As one who lives a charmed life, I usually need a little help remembering that my hope is found not in this world but in the world to come. The challenges I encounter are relatively small and easily traversed. Other people, however, do not need Cormac McCarthy or Toni Morrison or Joseph Conrad or Flannery O’Conner to remind them that this life cannot provide the true healing we seek. Some of us live each day with deep experiences of unending struggle. For them, Advent brings the comforting reminder that one day this world will end and that, when the former things have passed away, God will establish a new heaven and a new earth—a realm in which there will be no more death or mourning or crying or pain. For them, Advent means more than getting ready for Christmas. It means waiting and watching for the fulfillment of God’s great promise to save us.
This year, as I wait and watch not only for the annual celebration of Jesus’ birth but also for his great coming in glory, I return again and again to the hymn, “Abide with Me.” In that hymn, Henry Frances Lyte comforts us with the unique promise that God has given us in Jesus Christ. As we sing at the end of the first stanza, “When other helpers fail and comforts flee, help of the helpless, oh, abide with me.” Perhaps that hymn, which is often sung at funerals, has been on my mind because, over the last three months, our clergy have personally tended to sixteen deaths. That is an exceptionally high number, even for a church our size. Having encountered life in its most fragile state so many times of late, I find myself needing the consolation that comes not from a God who offers a mere word of encouragement but from the God who promises to help even the helpless.
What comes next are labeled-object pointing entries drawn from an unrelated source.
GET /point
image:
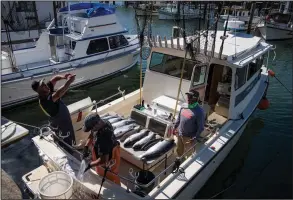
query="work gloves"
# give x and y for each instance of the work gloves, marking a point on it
(85, 152)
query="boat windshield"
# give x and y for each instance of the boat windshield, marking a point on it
(172, 65)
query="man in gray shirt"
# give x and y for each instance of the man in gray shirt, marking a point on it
(189, 124)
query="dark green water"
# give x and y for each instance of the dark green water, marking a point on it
(259, 166)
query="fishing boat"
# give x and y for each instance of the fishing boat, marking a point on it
(240, 14)
(11, 132)
(277, 26)
(171, 12)
(147, 9)
(85, 39)
(232, 79)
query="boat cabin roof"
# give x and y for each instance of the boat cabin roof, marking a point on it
(239, 49)
(91, 9)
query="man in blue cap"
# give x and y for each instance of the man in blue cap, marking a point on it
(104, 146)
(189, 124)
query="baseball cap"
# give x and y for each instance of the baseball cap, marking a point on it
(36, 84)
(90, 121)
(193, 94)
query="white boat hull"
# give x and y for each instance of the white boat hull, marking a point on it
(19, 91)
(20, 35)
(269, 32)
(143, 12)
(169, 15)
(197, 183)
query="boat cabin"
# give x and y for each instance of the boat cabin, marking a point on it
(225, 85)
(231, 82)
(85, 26)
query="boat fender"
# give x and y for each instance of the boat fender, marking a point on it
(176, 166)
(263, 104)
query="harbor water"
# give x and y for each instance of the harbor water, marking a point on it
(259, 166)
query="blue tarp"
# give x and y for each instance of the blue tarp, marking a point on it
(93, 9)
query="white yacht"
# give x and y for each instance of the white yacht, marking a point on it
(240, 14)
(148, 9)
(171, 10)
(277, 26)
(232, 81)
(88, 41)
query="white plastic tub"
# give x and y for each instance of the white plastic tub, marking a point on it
(56, 185)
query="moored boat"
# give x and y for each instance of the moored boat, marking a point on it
(86, 39)
(231, 82)
(277, 26)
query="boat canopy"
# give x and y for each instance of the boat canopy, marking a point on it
(93, 9)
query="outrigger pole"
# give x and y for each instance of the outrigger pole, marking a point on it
(140, 32)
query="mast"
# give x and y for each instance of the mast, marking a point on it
(216, 27)
(55, 14)
(207, 27)
(251, 18)
(36, 16)
(224, 36)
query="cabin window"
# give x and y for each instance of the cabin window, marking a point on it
(199, 75)
(240, 77)
(117, 41)
(97, 46)
(172, 65)
(73, 44)
(252, 69)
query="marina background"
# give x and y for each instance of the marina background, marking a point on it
(259, 166)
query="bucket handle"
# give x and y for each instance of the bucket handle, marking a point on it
(130, 171)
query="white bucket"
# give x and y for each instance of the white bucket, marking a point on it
(56, 185)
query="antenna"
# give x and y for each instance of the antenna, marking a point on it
(69, 26)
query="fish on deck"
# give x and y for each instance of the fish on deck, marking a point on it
(157, 150)
(135, 137)
(124, 129)
(122, 123)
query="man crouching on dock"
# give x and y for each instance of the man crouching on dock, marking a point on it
(52, 105)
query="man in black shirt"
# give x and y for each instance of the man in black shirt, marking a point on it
(52, 105)
(104, 146)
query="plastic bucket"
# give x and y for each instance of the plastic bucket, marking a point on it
(144, 177)
(56, 185)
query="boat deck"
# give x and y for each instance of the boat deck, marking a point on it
(69, 163)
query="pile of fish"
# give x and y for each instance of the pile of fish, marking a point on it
(133, 136)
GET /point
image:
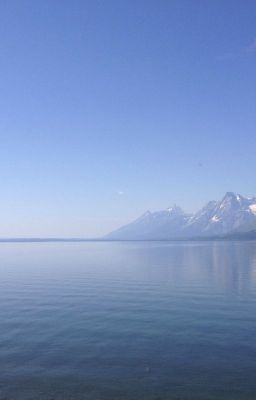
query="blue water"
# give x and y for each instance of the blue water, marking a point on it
(128, 320)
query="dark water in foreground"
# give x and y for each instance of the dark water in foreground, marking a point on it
(133, 321)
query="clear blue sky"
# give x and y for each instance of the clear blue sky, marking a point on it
(109, 108)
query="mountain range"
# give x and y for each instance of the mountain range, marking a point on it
(233, 215)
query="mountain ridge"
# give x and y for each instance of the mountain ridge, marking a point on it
(233, 214)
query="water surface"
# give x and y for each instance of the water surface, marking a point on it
(128, 320)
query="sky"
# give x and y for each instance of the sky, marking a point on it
(111, 108)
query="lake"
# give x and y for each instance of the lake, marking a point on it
(128, 321)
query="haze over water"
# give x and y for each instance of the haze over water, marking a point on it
(127, 320)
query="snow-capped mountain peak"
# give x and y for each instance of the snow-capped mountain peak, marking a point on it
(233, 213)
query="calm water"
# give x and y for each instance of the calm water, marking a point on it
(151, 321)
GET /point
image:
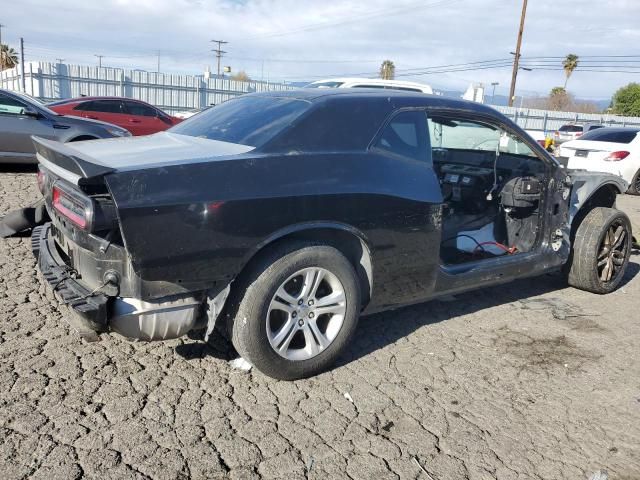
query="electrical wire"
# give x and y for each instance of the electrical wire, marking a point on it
(463, 235)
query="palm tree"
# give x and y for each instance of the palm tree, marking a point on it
(569, 64)
(8, 57)
(387, 70)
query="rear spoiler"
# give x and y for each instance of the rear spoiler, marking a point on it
(66, 162)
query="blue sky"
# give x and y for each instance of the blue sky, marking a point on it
(306, 40)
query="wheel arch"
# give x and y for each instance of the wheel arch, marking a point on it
(350, 241)
(602, 196)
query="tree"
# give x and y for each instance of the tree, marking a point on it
(626, 101)
(569, 64)
(8, 57)
(559, 99)
(387, 70)
(241, 76)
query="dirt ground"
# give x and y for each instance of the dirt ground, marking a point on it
(533, 380)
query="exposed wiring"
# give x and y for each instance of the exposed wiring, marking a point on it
(462, 235)
(509, 250)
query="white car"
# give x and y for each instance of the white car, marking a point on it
(612, 150)
(371, 83)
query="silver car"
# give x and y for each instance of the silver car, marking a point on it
(22, 117)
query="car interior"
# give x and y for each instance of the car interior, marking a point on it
(491, 182)
(492, 187)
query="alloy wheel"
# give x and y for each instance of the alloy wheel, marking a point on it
(612, 252)
(306, 314)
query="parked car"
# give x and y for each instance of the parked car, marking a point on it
(573, 131)
(371, 83)
(294, 212)
(22, 116)
(613, 150)
(138, 117)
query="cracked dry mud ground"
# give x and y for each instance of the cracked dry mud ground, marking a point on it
(532, 380)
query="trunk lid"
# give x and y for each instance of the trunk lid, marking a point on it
(82, 162)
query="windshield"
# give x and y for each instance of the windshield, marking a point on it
(613, 136)
(249, 120)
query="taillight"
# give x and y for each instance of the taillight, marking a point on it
(74, 206)
(616, 156)
(41, 178)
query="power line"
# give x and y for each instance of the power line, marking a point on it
(219, 51)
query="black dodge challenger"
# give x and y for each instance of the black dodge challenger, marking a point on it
(284, 216)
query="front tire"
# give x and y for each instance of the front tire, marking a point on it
(295, 310)
(601, 250)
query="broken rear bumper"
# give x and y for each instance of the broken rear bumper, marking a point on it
(87, 309)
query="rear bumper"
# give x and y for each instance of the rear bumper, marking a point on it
(87, 310)
(91, 312)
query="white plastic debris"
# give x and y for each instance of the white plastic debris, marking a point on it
(240, 364)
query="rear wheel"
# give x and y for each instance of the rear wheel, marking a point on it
(601, 250)
(294, 312)
(634, 188)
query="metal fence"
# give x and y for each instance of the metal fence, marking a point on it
(549, 120)
(175, 93)
(172, 93)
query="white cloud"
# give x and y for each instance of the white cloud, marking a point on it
(357, 37)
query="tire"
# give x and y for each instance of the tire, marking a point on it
(634, 188)
(255, 309)
(590, 247)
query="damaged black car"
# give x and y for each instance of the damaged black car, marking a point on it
(282, 217)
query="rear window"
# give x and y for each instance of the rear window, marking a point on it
(613, 136)
(324, 85)
(571, 128)
(249, 120)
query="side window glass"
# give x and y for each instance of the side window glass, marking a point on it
(135, 108)
(406, 135)
(84, 106)
(105, 106)
(457, 134)
(10, 106)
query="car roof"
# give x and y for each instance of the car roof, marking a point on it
(86, 99)
(409, 98)
(373, 81)
(619, 129)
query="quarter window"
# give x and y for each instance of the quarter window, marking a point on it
(103, 106)
(10, 106)
(140, 109)
(406, 135)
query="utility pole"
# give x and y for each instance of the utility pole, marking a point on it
(516, 59)
(219, 51)
(1, 55)
(493, 93)
(22, 79)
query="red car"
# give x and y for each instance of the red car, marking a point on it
(138, 117)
At Christmas we celebrate more than the birth of a child who will grow up and teach God’s people the way of salvation. In the manger, we behold God’s great and final reordering of all things, already breaking through into this world. Because God came to earth in the birth of Jesus, we know that God will come again and make all things new. In Christ, what has been cannot be separated from what will be. That means we come to Jesus’ birth not only with hope for this moment but expecting to encounter God’s hope for all time. If the only needs we bring to the feast of the nativity are the minor inconveniences of life, we will miss the magnitude of the Christmas miracle, which in the Incarnation is nothing less than the death of our mortality and our own resurrection to the perfect life of God’s reign.
This Sunday in church, we will hear the story of the angel appearing to Joseph in a dream and explaining how the child already growing in the womb of Mary, his betrothed, was from the Holy Spirit. In this final Sunday of Advent, we begin the transition from the message of the prophets to the message of the angels, but we cannot leave the hope of Advent behind. We must bring it with us. During the last three weeks, we have been reminded that God will come and make all things new. We have heard the invitation to forsake our attachments to the ways of the world and embrace instead the ways of God’s reign. Now it is time for us to carry the promise of Advent with us into the season of Christmas. Now it is time for us to recognize that the final renewal promised by God and proclaimed by the prophets has come to the world in the birth of a savior. May the good news of Jesus’ birth fill us with a hope that lasts until the end of time.